Scent control and pressure
Scouting and spending time figuring out why, how and where deer travel is infinitely important. The more time you invest the better. However, your presence also has an impact. Each area’s dynamics are a little different for how much human activity will be tolerated, but as a rule, each time you are in the deer’s environment you are increasing their awareness and wariness. This can be true of both scouting and hunting a single location often. The safe bet usually is to avoid visiting areas you are actively hunting, or plan to hunt, any more than necessary. It is always a balancing act. To prevent deer from figuring out your pattern instead of the other way around, an increasingly popular method is the “hang and hunt.” This method involves identifying the area or trees you would like to come back to and setting up the stand right before you hunt. This premise is built around selecting many areas to hunt and not being restricted to one area. If hunting a small tract of land, this method may not apply.
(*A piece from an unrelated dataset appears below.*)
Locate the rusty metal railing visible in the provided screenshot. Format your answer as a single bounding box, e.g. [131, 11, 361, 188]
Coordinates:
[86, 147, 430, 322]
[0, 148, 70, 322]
If you are venturing out onto larger properties or some of the 8 million-plus acres of publicly accessible hunting ground in Michigan, this could be something to consider.
Review the current regulations
In an ongoing effort to combat chronic wasting disease (CWD), there are some evolving regulatory changes that may be in effect where you hunt. Be sure to check the latest hunting regulations in your area, which may influence your strategy.
The most important thing you can do this fall is get out in Michigan’s great outdoors and enjoy the deer season. There is one guarantee – that there is always something to be learned. There is no substitute for time spent afield.